Department of Library Information & Archive Sciences

Radical Acceptance in the Archive

Radical Acceptance in the Archive

Radical Acceptance in the Archive: Emotions in Acquiring, Stewarding, and Letting Go of Collections
Kristen J. Nyitray, Special Collections and University Archives, Stony Brook University 
Dana Reijerkerk, University Library, Stony Brook University
Abstract
While trauma-informed archival practice is emerging as an emphasis of scholarship, there is no research corpus attending to the emotions experienced by archivists in collection stewardship work. The authors contemplate if the benchmarks for archivists articulated by the Society of American Archivists contribute to a nexus of emotional labour in collection strategy and management including acquisitions, processing, promotion, and preservation. In this construct, the research emplaces emotional labour as an interface between personal selves and the society’s “expectations for professional actions and engagement.” 
The authors recast the skill of “radical acceptance” in archival contexts as an interdisciplinary paradigm of resilience that honours the spectrum of emotions embedded in and induced by collection stewardship.
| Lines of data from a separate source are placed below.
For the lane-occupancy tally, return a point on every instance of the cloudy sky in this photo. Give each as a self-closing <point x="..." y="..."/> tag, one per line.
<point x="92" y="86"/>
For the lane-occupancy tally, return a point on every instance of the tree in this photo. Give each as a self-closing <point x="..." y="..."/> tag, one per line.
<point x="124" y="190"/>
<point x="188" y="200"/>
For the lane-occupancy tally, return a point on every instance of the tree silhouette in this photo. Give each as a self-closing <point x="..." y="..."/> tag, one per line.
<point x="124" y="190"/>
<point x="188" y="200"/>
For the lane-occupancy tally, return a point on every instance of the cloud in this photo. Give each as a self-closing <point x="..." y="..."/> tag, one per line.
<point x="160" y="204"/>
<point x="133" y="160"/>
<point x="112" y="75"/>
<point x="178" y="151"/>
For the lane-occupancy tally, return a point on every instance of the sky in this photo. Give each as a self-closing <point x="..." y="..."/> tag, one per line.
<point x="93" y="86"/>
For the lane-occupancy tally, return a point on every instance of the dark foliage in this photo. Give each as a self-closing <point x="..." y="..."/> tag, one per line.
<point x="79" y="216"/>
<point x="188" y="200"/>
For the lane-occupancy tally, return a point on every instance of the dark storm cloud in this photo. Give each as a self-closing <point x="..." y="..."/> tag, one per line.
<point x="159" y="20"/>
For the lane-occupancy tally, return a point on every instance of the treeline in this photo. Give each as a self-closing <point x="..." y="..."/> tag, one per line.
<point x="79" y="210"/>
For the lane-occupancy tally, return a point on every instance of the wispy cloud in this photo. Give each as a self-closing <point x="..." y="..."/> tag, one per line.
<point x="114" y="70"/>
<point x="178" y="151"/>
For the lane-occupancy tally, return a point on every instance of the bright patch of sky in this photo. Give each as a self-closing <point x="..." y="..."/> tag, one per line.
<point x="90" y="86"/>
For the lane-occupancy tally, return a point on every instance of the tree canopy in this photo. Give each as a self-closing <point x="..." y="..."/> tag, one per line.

Informed by psychological research, including Arlie Russell Hochschild’s concept of “emotional labour” and Panikkos Constanti and Paul Gibbs’ emotional labour framework, they underscore the question: How can archivists actualize emotional agility at work? With radical acceptance, archivists can reclaim agency by regulating feelings of attachment and perceived control in curatorial decisions when acquiring, stewarding, and letting go of collections. 
Bio notes
Kristen J. Nyitray is Director, Special Collections and University Archives, and University Archivist at Stony Brook University.
Dana Reijerkerk is the Knowledge Management and Digital Assets Librarian at Stony Brook University.